【要約と感想】田中千穂子『ひきこもり―「対話する関係」をとり戻すために』

【要約】人は、新しい自分にステップアップしようとするときに、自分自身を問い直し、造り替えるため、多かれ少なかれいったん内側に引きこもるものです。その移行がうまくいかなかったとき、いわゆる「ひきこもり」が発生します。心が壊れてしまいそうなとき、自分を守るために「ひきこもり」を起こすのは、人間として普通の行動です。
現代の学歴社会で、子どもたちは想像以上のプレッシャーを受けています。子どもの成長ペースと社会が求める成長ペースがズレているのが、「ひきこもり」の社会的背景です。社会が要求するペースに惑わされないようにしましょう。学校に行かなくなることなど、長い目で見れば、たいして問題ではありません。
対応で大事なのは、とにかく両親が焦らないことです。初動で焦って引っ張り出そうとすると、たいてい良くない結果に終わります。ちょっと良くなったからといって、焦って結果を求めてはいけません。子どもが本来持っている力を信じましょう。対話への姿勢を諦めないことが大事です。両親のほうが辛い思いをして、投げ出したくなる気持ちも分かります。それでも子どもの力を信じてあげてください。
そして社会全体では、学歴偏重の教育のありかたを根本から見直す必要があります。「ひきこもり」という現象は日本にしか見られないのです。

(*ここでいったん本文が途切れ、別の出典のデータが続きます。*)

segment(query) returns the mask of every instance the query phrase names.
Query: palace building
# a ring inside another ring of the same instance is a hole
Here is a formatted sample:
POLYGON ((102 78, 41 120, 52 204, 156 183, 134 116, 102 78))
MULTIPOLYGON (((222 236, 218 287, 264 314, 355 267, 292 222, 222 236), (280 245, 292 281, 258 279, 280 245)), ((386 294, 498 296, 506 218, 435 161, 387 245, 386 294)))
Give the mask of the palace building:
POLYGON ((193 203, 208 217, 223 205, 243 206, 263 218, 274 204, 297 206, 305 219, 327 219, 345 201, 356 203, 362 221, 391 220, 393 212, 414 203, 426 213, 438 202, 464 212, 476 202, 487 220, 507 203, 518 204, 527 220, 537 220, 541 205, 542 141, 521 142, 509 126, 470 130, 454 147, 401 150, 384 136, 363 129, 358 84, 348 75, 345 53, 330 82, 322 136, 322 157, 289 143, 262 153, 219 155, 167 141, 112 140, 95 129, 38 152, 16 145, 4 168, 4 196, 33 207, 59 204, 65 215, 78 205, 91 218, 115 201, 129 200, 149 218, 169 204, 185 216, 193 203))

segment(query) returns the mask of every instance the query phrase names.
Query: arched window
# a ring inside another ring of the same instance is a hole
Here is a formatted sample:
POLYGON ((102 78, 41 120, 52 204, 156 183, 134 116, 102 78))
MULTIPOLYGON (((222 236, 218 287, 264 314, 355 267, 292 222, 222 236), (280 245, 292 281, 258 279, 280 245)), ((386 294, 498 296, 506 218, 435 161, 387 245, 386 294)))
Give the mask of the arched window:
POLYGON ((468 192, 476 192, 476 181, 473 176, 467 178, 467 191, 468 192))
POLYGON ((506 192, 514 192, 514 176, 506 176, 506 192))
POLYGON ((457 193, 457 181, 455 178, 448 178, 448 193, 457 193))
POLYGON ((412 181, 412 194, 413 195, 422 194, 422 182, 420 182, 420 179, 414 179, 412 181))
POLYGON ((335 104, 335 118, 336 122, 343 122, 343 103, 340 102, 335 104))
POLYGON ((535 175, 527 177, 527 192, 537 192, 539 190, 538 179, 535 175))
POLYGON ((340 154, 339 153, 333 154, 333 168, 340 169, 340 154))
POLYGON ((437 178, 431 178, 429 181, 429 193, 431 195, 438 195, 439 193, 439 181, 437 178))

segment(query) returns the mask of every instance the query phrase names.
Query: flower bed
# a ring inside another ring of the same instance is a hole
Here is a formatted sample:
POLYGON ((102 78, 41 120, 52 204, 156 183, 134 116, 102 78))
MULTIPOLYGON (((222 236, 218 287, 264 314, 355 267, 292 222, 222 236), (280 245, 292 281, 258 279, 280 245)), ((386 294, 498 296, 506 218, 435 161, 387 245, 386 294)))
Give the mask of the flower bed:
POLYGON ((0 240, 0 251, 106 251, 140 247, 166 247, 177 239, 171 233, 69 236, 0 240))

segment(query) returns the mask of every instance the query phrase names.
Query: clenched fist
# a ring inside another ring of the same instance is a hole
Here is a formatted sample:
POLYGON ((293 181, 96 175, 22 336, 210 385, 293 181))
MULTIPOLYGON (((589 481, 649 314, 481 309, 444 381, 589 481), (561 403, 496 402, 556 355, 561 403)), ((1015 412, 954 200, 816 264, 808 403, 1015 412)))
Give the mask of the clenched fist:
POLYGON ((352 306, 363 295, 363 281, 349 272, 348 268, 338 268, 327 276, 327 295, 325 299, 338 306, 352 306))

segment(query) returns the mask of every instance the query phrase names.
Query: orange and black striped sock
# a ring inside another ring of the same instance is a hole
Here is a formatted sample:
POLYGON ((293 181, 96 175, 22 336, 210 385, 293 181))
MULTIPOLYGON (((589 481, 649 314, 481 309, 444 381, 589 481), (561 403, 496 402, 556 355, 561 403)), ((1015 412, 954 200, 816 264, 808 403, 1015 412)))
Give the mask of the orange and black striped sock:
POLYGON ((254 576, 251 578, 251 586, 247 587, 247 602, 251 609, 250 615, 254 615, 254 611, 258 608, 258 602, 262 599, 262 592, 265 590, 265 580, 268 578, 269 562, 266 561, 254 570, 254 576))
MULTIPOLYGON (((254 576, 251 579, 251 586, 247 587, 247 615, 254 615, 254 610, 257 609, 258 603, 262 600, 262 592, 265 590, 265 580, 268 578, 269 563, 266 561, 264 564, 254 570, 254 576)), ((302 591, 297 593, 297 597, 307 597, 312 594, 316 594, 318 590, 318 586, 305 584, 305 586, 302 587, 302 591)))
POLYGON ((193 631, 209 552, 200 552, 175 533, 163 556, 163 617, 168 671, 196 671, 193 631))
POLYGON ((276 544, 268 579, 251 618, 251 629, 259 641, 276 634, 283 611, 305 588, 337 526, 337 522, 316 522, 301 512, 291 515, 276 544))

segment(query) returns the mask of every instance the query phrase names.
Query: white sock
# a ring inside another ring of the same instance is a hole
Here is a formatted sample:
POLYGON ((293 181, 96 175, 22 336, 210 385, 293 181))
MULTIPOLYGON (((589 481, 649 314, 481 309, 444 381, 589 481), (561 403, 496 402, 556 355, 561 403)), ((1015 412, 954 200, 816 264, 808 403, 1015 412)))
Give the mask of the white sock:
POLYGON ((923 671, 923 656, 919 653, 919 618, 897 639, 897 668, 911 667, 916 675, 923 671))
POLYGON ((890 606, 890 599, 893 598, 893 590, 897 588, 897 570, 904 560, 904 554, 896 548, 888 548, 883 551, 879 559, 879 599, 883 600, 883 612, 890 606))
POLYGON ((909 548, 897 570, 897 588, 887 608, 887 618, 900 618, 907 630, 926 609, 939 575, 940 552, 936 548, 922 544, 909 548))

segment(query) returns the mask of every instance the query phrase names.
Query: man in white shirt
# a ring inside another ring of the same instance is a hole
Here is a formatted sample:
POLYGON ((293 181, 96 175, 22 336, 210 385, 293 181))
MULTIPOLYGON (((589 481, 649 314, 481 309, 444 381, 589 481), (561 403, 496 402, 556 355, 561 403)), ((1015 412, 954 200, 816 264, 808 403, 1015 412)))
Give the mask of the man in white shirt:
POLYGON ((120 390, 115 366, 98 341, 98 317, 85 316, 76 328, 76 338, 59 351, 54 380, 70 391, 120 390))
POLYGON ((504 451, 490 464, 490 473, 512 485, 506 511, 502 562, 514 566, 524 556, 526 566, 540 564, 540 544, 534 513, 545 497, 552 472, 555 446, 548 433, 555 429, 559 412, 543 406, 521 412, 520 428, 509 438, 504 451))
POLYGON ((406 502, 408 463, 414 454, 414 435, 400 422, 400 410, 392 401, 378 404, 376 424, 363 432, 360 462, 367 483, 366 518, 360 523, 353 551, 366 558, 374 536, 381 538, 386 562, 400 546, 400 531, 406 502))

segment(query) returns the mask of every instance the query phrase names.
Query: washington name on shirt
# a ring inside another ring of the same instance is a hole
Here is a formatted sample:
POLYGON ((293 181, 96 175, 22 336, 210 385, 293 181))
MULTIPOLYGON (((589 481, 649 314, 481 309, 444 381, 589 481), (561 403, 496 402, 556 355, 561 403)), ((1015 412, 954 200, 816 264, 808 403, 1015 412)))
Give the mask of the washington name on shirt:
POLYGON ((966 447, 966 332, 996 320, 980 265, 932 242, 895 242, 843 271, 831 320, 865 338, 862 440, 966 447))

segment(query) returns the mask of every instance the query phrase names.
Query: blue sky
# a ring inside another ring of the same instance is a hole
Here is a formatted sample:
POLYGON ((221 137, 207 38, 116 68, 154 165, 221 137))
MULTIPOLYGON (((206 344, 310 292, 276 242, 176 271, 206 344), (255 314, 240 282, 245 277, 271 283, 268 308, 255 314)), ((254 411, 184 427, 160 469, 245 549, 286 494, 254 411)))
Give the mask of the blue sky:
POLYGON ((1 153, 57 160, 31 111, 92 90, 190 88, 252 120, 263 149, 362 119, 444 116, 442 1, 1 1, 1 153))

【感想】1996年の初版から、2003年までに7刷りを数える、なかなか売れた本だ。今や古典の部類に入ってくる本になるだろう。斉藤環の仕事より早い。おそらく類書が少ない中で、本書を頼りにしたご両親や先生方が多かっただろうことが推測される。
そして初版発行から23年を経て、いま「80-50」の問題が取り沙汰される世の中になっている。ひきこもりは、ますます加速して社会問題化している。それは本書の知見が活かされなかったというより、我々が「わかっていながら見ない振り」をしてきたことのツケなんだろうと思う。今さらではあるが、しかし、腰を上げて真剣に対応せざるを得ない。

とはいえ、「学歴偏重」と「ひきこもり」を直接的に結びつけることは、直感的には「ありえそう」と思えるものの、明確なエビデンスがあるわけでもない。たとえば本書では家族関係(特に母子関係)の在り方にも言及しているわけだが、それと学歴偏重主義との関連は論理的に明確ではない。教育関係者として、モヤモヤしたものが残るところだ。
何かもっと本質的な原因があるかもしれないことを考慮に入れつつ(たとえば日本における学校と宗教の関係とか)、しかしまずは目の前の具体的な問題にひとつひとつ対応していくしかない。最前線で奮闘する関係者一同の努力には、頭が下がる。